Turnover can increase but German government debt will remain
small, unless it is multiplied several times over, in which case
it would achieve junk status!
There has been
much interest in the IMF’s Special Drawing Rights (SDRs).
This is not a separate currency, it an instrument that gives
central banks the right to obtain a combination of dollars,
euros, or other currencies of wide international use. As such it
can be held in foreign exchange reserve but the total
outstanding stock is currently worth just $320 billion, a
trivial amount. Its value is more stable than that of its
composite currencies, and this may be why some developing
countries and development advocates have been calling for a
massive increase in SDRs to create
an alternative to the dollar. Politically it makes little sense
for the United States to support such a move, but there is a
deeper economic reason why the SDR will never fulfill the
ambitions of its supporters. As a composite of other currencies,
the SDR must be underwritten by the central banks that issue
these currencies. New SDRs are
effectively new dollars, euros, yens, etc. But no one knows
which currencies will be “drawn”—i.e. effectively used—and when.
No central bank will ever want to create large amounts of money
over which it has no control. The appeal of
SDRs, that they are not controlled by any national
central bank, is also their fundamental weakness.
Over the
years, some currencies are likely to achieve international
status. A key requirement is that they be issued by a large
country. The Chinese yuan and the
Indian rupee naturally come to mind. These are very long term
propositions. Not only must these economies grow considerably
bigger, which they are likely to do, but they must also develop
large financial markets, fully integrated in world exchanges,
and their governments must issue top-rated public debt
instruments. At this stage, neither the
yuan nor the rupee are fully
convertible, the Chinese and Indian financial markets are not
integrated and, for various reasons, the financial credibility
of local authorities is limited.
For better or
for worse, the dollar will remain for a long while the leading
reserve currency.

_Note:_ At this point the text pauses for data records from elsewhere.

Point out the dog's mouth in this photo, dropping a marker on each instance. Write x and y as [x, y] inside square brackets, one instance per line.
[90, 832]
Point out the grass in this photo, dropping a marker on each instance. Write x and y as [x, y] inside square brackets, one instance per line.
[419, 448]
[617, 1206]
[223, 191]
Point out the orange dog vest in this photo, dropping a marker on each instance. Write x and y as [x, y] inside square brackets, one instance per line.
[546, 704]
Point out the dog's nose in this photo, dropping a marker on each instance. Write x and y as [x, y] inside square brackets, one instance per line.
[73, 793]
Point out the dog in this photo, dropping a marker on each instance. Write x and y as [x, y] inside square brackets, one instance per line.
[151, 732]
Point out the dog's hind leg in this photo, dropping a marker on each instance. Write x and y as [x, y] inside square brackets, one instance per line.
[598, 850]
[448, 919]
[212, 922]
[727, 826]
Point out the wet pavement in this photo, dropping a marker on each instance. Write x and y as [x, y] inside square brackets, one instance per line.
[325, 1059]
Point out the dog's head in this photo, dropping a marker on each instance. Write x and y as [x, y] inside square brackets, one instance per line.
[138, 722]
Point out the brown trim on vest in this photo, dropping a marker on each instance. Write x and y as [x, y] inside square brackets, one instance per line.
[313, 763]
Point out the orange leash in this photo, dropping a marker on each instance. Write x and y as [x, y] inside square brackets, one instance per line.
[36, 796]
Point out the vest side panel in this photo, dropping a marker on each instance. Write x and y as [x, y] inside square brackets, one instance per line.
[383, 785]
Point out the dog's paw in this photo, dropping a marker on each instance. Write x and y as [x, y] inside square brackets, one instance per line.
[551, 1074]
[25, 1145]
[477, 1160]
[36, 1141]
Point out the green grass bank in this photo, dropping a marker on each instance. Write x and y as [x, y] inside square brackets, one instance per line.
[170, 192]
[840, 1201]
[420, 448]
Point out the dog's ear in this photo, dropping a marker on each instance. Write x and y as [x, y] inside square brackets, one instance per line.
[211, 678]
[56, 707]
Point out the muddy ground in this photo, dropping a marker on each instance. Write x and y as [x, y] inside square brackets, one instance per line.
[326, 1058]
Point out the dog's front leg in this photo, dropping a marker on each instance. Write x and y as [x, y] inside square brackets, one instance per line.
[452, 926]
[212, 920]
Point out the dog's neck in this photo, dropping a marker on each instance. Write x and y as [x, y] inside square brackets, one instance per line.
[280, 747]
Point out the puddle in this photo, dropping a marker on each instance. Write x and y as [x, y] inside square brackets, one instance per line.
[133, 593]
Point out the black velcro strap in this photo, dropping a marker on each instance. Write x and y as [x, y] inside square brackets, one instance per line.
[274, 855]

On the other hand, we are not in a
unipolar world anymore. The euro is
already taking a slice of the business, in fact, modestly
expanding the role of its constituent currencies. Its share
could grow, especially if inflation rises in the United States
and if the federal government fails to curb the growth of its
debt. Other currencies will gradually play some role.
There are
fears that a multipolar system will
be unstable. The idea seems to be that asset holders might be
tempted to zap between reserve currencies. Just as depositors
can create a run on banks, individual central banks could
trigger a run on a particular reserve currency if any concerns
arose about safety, or just returns, possibly even for political
reasons. The experience so far, with two reserve currencies,
does not bear out these fears. Central banks, at least the large
ones, behave prudently because they stand to suffer capital
losses first from a rapid shift in the currency denomination of
their reserves.
There is a
strong case to be made for the global village to have a global
currency issued by a world central bank. But whom will this
central bank report to? Until this question is answered, our
monetary world will not look very different from the current
one.
by
Charles Wyplosz- Professor of
economics at the Graduate Institute of Geneva and the director
of the International Center for Monetary and Banking Studies.